第23話 合宿所・1
高校一年生の夏休み、草野くんは所属していた吹奏楽部の夏合宿のため、◎◎県の湖の近くにある民宿を訪れた。
音楽系サークルの合宿によく使われる民宿で、真夜中まで音出しをしていいホールには、グランドピアノやアンプなどが常備されていた。それが便利なので、彼の高校の吹奏楽部は、毎年その民宿を合宿に利用していた。
その代りと言っては何だが、宿泊スペースの方は、あまり設備がいいとは言えなかった。すり減った畳の部屋に、いつも床が濡れている和式トイレ。共同浴場は5、6人も入れば一杯で、ゆっくり体を洗っている暇もない。
そんなところだったが、ご飯はそれなりにおいしいし、合宿自体の楽しさもあって、誰からも文句は出なかった。
草野くんも、それほど民宿に不満があったわけではないが、ホールがある一階から、部屋のある上階へ向かう階段が苦手だった。
彼曰く「田舎のおばあちゃん家みたい」な建物で、狭くて急な階段には、天井にオレンジ色の照明が点いているのみ。手すりもついていないので、壁を伝っていないと転がり落ちそうだった。
高所恐怖症の草野くんにとっては、少々足のすくむ代物だったという。
合宿二日目の夜、早々に楽器を片付け終えた草野くんは、一足先にホールを出た。すぐに混みあってしまう共同浴場に、急いで入りに行くつもりだったという。
二階にある部屋へ行くため、例の狭い階段を上ろうとすると、階段の上に人が立っている。
部員はほとんどがまだ、ホールで楽器を片付けているはずだ。宿の人だろうか、と思いながら見上げたが、どうして階段の上に、ぼんやり立っているのかわからない。
髪の長い女性で、袖なしのワンピースを着ている。その姿に一瞬、草野くんは強い違和感を覚えた。
女性の視線は上を見ていて、草野くんには気づいていないように見える。狭い階段のことだから、そこをどいてもらわないと二階に行くことができない。

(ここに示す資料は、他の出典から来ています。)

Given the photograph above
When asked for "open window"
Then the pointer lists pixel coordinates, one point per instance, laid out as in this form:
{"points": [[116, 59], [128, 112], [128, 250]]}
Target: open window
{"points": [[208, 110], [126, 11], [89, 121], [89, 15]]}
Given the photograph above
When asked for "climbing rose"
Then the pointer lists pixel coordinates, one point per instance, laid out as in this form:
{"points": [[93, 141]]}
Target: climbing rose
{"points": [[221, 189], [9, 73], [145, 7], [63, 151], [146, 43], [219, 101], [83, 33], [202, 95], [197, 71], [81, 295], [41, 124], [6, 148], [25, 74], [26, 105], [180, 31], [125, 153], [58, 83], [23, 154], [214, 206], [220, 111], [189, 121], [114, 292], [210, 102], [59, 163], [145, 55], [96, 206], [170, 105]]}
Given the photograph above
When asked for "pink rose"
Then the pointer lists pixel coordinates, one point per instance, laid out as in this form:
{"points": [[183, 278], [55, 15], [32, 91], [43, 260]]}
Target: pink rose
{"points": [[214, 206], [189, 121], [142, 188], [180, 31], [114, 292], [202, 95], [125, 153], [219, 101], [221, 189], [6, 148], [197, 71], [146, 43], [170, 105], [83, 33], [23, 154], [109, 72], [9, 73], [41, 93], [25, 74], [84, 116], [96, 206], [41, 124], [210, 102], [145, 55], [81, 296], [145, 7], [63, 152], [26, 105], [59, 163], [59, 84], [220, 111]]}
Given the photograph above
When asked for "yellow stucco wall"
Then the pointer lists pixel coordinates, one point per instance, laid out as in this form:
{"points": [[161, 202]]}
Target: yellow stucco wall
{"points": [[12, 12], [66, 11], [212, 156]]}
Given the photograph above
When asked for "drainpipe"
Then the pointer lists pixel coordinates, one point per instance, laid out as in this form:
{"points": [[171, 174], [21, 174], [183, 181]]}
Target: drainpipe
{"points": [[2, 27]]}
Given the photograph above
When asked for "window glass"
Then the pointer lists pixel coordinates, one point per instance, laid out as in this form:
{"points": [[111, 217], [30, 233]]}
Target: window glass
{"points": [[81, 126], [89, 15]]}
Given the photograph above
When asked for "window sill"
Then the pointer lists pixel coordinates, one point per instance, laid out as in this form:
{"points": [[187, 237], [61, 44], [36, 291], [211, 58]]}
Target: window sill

だが、女性の妙に青白い顔が気になって、つい足が止まってしまった。このまま階段を上っていくと、あの人にどんどん近づいてしまう。
それが気味が悪い。
確かもう一か所、同じような階段があったはずだ……と考えて、暗さに目が慣れてきたためか、ふとあることに気付いた。
女性の手がおかしい。
両脇にだらりと垂らしている手は、小指をこちらに向けている。
よく見ると、ワンピースから出た足にも、膝の裏とふくらはぎが見える。
もしかしてあの女、首が真後ろを向いてないか?
そう思った途端、女性の視線が階段下に向いた。
そして、人形のようなぎこちない動きで、階段に足を一歩踏み出した。
こっちへ来る! と思ったが、足が動かない。ぎしっと階段を踏みしめる音がした。
と、後ろから肩を叩かれた。
「うわぁー!」と大声をあげて振り返ると、部活の先輩だった。
「草野、何やってんだ? 風呂混むぞ」
階段の方を見ると、誰もいなかった。
先輩に今見たものについてまくしたてると、「おう、この宿よくあるぞ」と、こともなげに言われた。
案の定、風呂には出遅れたという。